ReadersFavorite2 More than 1 year ago
Reviewed by Gisela Dixon for Readers' Favorite Racial Realities and Post-Racial Dreams: The Age of Obama and Beyond by Julius Bailey is a much-needed social commentary in the shape of a book on the realities of racism in today’s world. Julius Bailey discusses highly relevant issues around race in America in the twenty-first century, with an emphasis around race and racial prejudices in the wake of the election of President Obama as the first person of color to occupy the highest office.
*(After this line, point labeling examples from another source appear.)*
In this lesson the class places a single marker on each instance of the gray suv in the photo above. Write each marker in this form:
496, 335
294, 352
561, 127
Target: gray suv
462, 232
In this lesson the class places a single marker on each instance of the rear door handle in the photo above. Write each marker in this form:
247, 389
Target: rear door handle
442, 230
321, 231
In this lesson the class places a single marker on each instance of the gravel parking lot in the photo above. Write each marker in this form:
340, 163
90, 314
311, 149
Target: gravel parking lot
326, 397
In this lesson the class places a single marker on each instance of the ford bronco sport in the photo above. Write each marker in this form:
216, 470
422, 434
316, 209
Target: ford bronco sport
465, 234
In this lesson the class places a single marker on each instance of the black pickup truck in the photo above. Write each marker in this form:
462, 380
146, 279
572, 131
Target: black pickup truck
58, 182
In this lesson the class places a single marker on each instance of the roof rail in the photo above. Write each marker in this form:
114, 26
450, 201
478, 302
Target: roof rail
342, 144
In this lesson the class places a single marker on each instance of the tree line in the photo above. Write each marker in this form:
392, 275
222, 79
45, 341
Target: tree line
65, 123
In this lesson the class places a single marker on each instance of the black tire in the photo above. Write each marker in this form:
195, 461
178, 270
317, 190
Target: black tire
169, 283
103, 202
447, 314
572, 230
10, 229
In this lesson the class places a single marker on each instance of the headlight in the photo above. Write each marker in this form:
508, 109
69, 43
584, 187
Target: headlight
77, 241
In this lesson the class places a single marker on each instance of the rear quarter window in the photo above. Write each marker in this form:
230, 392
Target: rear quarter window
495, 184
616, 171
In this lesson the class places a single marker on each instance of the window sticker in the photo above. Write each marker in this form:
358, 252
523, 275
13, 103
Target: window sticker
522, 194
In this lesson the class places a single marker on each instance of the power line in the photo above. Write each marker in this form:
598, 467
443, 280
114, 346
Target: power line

Racial Realities and Post-Racial Dreams is sectioned into basic chapters on broad issues such as disproportionate crime and poverty among the African American communities, the subtle and sometimes overt racially charged criticism and mockery of Obama, the realities of systematic racism with hundreds of examples dispersed throughout the book, and of course an insight once again into the abhorrent so-called “institution” of slavery upon which much of modern America is founded. Racial Realities and Post-Racial Dreams: The Age of Obama and Beyond by Julius Bailey is a fascinating book and an open discussion on the very real issues of race in America. The writing is extremely engaging, genuine, and empathetic and makes this book a real page-turner. Julius Bailey has done thorough research and presents a comprehensive view of systematic racism and what is needed to bring about a radical change in the future. In the words of Martin Luther King, the hearts of people need to change and the entire system needs to be rebuilt brick by brick. This is a must-read and I would highly recommend this book to everyone.